İbnu’l-Kayyım bu hadisle ilgili olarak şöyle demiştir: “Rasulullah sallallahu aleyhi ve sellem’in bu meseleyi bu şekilde bildirmesi bize yeter, insanların söylediklerine ihtiyacımız yoktur. Zira açıkça ruhun ölüye iade edildiği tasrih edilmiştir.”[60]

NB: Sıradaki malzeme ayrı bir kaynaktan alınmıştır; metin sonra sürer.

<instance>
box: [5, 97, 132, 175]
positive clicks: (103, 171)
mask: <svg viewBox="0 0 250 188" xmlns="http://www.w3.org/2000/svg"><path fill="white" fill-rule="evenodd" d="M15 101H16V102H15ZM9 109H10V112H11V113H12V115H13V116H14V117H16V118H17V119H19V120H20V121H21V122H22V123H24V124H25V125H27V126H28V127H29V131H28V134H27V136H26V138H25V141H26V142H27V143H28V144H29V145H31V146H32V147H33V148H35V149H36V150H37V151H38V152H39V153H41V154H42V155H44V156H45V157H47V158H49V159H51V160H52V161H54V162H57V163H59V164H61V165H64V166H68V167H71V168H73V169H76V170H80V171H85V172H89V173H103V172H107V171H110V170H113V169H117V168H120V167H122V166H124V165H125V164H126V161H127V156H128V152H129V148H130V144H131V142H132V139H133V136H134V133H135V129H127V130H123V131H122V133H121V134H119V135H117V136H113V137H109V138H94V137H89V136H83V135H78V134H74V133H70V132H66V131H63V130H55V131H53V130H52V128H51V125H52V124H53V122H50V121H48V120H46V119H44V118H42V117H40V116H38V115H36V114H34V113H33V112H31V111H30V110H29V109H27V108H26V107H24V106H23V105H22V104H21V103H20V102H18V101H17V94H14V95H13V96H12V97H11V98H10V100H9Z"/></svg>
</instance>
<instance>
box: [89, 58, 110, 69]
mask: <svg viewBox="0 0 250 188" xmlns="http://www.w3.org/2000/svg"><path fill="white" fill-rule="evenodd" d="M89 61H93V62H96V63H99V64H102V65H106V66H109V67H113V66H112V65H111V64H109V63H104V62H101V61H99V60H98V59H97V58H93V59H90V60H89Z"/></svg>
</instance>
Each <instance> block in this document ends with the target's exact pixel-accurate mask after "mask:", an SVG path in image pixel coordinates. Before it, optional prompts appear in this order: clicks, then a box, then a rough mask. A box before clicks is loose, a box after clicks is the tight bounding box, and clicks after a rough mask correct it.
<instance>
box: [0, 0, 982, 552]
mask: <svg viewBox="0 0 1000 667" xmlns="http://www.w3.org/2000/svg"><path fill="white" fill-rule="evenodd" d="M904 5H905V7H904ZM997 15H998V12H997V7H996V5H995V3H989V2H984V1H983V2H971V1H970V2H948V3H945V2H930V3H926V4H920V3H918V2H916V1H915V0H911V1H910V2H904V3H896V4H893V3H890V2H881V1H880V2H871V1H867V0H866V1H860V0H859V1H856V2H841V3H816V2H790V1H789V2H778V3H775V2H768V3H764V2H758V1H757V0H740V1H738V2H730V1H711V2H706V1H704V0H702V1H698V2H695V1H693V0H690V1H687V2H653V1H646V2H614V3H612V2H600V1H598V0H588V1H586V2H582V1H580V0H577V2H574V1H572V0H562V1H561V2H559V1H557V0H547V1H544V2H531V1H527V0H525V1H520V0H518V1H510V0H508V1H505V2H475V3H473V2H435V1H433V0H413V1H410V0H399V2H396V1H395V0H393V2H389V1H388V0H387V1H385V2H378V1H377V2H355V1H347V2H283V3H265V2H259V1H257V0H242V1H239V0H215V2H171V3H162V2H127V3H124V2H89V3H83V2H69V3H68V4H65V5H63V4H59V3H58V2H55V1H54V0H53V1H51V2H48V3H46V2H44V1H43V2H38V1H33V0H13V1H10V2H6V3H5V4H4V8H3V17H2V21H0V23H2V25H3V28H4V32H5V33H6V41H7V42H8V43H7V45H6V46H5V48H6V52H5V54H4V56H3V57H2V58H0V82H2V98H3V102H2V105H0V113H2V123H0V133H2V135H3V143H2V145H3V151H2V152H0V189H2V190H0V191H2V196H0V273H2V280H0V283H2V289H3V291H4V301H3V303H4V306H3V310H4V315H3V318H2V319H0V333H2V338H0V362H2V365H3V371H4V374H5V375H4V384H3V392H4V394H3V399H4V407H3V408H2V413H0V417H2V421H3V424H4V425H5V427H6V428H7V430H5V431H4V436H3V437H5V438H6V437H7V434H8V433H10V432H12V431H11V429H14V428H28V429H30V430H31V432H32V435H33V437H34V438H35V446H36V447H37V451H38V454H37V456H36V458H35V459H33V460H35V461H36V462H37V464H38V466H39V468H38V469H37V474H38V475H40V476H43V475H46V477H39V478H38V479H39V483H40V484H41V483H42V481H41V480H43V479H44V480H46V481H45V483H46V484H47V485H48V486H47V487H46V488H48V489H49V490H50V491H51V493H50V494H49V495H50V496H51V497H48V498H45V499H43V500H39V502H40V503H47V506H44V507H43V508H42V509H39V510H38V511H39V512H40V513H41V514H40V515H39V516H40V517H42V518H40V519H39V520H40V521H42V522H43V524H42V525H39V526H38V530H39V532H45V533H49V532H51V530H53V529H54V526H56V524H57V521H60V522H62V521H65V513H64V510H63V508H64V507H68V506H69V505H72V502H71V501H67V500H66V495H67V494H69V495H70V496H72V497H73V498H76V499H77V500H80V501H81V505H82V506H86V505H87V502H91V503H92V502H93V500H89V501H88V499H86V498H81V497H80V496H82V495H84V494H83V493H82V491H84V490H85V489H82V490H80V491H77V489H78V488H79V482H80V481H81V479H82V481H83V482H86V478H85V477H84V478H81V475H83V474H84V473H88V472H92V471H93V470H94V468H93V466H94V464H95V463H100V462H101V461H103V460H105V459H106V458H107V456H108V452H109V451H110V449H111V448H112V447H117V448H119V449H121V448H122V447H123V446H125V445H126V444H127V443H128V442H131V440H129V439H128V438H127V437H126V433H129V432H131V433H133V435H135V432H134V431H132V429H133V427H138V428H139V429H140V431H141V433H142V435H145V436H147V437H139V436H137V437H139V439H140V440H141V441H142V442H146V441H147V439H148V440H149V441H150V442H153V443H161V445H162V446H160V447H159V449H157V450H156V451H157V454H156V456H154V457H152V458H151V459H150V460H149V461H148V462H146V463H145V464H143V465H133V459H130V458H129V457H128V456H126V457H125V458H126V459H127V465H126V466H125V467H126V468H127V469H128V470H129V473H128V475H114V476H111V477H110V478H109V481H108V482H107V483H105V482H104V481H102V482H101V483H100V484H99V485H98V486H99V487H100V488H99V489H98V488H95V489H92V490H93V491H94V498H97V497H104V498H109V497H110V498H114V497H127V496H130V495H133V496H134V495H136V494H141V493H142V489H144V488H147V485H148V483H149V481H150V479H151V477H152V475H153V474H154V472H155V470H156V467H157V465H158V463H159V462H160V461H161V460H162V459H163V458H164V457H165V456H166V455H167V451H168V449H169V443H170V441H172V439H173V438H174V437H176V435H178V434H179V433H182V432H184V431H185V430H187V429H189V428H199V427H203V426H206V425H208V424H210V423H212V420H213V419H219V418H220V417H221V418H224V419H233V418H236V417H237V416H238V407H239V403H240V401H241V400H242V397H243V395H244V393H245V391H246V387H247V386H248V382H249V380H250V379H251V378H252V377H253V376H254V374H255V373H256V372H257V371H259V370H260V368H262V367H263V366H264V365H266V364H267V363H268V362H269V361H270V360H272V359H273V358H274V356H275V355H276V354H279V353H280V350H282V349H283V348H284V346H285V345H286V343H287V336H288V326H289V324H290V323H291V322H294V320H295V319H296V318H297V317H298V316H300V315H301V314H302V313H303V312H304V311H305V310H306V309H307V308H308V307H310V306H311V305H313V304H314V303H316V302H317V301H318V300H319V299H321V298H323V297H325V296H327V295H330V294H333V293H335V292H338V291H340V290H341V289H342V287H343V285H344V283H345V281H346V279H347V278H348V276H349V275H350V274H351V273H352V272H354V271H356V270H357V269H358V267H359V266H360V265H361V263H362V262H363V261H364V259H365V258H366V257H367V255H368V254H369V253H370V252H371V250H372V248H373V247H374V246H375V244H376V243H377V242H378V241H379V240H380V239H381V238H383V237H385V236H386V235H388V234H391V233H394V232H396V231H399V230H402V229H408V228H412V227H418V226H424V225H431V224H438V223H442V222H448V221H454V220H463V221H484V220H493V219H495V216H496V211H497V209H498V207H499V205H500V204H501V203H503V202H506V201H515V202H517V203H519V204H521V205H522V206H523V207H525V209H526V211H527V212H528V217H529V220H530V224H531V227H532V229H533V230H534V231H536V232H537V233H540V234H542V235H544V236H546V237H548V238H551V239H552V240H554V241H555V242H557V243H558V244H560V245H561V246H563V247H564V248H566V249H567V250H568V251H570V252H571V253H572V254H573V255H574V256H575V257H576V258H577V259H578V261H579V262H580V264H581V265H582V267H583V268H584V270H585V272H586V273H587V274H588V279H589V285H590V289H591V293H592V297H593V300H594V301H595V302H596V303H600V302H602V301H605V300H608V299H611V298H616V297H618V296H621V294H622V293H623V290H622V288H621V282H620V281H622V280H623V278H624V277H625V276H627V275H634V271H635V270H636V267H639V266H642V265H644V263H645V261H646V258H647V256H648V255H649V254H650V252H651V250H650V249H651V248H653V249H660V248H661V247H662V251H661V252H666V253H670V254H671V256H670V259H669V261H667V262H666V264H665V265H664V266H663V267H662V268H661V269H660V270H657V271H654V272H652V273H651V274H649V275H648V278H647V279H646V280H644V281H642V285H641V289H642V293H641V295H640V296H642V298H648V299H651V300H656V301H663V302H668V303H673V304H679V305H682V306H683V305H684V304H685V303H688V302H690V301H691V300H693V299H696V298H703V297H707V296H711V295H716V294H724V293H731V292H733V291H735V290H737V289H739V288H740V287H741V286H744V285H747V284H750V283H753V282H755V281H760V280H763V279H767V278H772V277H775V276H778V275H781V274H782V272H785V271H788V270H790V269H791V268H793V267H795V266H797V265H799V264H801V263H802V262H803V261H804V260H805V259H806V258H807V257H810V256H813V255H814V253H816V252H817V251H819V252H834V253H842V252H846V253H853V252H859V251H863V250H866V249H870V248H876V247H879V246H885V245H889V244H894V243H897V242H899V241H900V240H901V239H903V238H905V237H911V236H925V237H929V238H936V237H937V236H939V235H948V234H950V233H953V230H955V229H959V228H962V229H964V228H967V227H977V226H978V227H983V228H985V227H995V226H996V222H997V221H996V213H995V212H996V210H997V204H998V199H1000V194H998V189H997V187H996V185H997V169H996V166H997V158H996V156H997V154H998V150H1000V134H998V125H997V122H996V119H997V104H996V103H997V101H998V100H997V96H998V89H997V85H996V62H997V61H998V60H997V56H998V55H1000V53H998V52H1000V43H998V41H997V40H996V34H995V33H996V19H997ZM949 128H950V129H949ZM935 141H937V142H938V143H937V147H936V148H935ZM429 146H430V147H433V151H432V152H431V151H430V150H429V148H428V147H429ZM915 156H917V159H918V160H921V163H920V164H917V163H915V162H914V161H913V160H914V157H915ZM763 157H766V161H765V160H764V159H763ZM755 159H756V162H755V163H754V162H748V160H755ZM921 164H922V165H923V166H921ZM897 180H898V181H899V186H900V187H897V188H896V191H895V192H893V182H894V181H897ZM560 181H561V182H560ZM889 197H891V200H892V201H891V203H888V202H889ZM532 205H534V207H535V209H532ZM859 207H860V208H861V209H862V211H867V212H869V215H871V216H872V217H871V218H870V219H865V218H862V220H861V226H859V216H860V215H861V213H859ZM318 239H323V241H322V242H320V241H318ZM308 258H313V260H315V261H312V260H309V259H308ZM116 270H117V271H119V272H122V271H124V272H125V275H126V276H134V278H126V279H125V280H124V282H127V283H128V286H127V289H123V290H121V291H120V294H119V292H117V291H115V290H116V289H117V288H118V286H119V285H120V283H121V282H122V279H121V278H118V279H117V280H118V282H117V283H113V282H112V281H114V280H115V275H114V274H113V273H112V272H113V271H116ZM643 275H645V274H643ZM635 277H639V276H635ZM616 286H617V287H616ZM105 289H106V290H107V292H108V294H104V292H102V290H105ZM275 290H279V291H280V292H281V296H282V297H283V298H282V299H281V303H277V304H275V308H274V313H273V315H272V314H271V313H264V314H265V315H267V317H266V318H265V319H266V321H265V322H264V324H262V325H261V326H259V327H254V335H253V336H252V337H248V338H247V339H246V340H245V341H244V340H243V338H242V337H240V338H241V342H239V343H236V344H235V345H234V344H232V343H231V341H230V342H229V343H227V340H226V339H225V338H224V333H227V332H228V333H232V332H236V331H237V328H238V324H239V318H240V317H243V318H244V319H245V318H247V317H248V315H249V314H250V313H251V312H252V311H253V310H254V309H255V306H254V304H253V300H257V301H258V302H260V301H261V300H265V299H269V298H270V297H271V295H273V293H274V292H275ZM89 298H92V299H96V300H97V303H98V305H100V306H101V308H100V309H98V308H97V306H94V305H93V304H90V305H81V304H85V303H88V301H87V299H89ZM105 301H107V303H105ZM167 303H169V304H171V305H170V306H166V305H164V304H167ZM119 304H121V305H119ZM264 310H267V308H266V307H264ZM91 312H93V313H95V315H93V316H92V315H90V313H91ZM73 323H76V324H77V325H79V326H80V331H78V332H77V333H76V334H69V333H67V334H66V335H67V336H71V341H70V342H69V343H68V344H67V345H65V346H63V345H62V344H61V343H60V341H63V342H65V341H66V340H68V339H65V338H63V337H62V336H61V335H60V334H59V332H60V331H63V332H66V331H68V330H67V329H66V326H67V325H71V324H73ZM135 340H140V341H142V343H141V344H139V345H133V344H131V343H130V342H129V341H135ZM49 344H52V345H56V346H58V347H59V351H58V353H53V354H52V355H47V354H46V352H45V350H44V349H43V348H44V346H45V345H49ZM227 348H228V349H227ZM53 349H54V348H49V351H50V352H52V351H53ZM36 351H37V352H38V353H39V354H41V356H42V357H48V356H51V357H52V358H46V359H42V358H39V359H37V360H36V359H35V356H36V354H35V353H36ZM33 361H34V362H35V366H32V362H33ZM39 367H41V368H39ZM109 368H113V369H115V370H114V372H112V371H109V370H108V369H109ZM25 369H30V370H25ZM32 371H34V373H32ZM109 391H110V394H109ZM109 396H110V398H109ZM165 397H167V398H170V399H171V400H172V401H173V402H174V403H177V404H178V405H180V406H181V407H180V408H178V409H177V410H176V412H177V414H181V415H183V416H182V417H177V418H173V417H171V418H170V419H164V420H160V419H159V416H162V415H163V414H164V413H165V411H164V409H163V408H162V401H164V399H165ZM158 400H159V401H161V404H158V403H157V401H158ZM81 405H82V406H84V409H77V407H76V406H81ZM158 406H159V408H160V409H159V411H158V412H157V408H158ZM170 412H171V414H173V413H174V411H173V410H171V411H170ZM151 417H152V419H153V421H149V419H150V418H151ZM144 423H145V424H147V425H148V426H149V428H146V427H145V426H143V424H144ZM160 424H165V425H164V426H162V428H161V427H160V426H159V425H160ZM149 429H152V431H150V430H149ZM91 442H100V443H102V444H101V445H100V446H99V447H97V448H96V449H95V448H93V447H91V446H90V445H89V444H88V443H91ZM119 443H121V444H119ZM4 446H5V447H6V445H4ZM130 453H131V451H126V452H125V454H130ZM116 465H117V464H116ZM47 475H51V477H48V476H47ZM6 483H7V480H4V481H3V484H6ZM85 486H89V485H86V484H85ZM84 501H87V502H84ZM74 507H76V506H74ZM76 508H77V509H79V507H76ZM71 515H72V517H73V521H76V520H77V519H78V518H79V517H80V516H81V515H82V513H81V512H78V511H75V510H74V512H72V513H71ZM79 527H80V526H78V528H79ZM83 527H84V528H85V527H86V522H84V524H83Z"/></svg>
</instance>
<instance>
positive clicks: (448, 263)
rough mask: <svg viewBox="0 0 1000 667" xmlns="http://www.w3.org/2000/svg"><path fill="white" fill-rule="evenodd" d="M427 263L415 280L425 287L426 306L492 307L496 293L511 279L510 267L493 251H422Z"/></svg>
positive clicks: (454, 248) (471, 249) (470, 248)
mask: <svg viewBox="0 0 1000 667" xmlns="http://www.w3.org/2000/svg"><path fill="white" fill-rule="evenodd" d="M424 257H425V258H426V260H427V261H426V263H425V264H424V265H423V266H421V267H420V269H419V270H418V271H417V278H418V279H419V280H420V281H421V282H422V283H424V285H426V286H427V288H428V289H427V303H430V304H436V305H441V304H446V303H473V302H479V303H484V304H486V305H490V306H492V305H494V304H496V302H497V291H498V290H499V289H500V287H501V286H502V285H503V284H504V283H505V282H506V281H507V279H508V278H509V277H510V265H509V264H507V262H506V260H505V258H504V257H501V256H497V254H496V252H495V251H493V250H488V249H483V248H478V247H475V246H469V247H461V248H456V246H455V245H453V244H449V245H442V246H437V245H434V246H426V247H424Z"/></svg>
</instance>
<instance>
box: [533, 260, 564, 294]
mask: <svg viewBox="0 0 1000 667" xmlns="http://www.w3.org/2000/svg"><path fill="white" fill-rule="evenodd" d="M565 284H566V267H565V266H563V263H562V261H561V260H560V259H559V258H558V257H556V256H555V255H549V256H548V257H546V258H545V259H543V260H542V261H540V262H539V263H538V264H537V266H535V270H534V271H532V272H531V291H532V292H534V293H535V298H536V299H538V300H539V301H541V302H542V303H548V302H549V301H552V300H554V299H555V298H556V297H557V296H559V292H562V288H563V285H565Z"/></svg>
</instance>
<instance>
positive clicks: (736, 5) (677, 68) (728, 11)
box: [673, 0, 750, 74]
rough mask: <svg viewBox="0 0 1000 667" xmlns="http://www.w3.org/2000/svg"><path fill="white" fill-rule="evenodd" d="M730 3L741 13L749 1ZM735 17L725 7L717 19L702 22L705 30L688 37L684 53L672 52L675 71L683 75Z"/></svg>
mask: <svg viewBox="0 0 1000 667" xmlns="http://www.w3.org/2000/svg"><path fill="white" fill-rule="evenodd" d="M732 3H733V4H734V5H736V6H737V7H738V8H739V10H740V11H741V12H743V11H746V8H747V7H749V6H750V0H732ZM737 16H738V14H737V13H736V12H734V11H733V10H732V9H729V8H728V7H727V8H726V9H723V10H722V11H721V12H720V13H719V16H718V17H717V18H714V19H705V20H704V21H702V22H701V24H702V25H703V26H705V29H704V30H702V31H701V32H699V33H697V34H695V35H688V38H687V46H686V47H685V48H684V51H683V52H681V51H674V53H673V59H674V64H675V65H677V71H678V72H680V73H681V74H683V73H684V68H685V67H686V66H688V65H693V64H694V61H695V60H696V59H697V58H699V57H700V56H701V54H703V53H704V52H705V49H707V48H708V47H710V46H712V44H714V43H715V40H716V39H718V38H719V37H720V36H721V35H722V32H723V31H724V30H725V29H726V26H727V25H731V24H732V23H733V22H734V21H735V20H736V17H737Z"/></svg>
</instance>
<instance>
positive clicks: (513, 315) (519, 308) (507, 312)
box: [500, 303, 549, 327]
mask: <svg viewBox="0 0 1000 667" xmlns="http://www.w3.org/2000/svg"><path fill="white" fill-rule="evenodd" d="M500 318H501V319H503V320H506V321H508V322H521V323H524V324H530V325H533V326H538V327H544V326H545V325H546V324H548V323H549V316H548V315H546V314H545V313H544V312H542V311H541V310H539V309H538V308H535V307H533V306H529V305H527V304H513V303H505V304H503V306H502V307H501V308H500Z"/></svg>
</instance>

İbn Receb el-Bera b. Azib radıyallahu anhuma hadisine seleften birçok şahit rivayetler zikrettikten sonra şöyle demiştir: “İşte bu selefin tamamı ruhun sorgulama esnasında bedene döneceğini açıkça belirtmişlerdir. Yine ashabımızdan ve başkalarından olan Kadı Ebu Ya’la gibi fakihler ve kelamcılardan bir grup bunu tasrih etmişlerdir. İbn Hazm ve başkaları gibi bir grup bunu inkâr etmişler, sorgunun yalnızca ruha yapılacağını, hitabı ruhun işiteceğini söylemişler, ruhun azap görmesi için kabirdeki cesede döneceğini kabul etmemişlerdir. Dediler ki:

Şayet bu doğru olsaydı, insanın üç defa ölmesi, üç defa diriltilmesi gerekirdi. Kur’ân ise öldürme ve diriltmenin iki defa olacağına delalet etmektedir.” Bu görüş cidden zayıf bir görüştür. Çünkü ruhun hayatı, dünya hayatı ve dirilişten sonraki ahiret hayatı gibi tam bağımsız bir hayat değildir. Burada bedenle bir tür bağlantı vardır. Beden duyu sahibi olur, azabı ve nimetleri hisseder. Bu tam bir hayat olmadığından, ruhun ondan ayrılması da tam bir ölüm değildir. Bu ancak uyuyan kimseden ruhun ayrılmasına ve sonra geri dönmesine benzer. Zira bu da ölüm ve hayat diye adlandırılmıştır.”[61]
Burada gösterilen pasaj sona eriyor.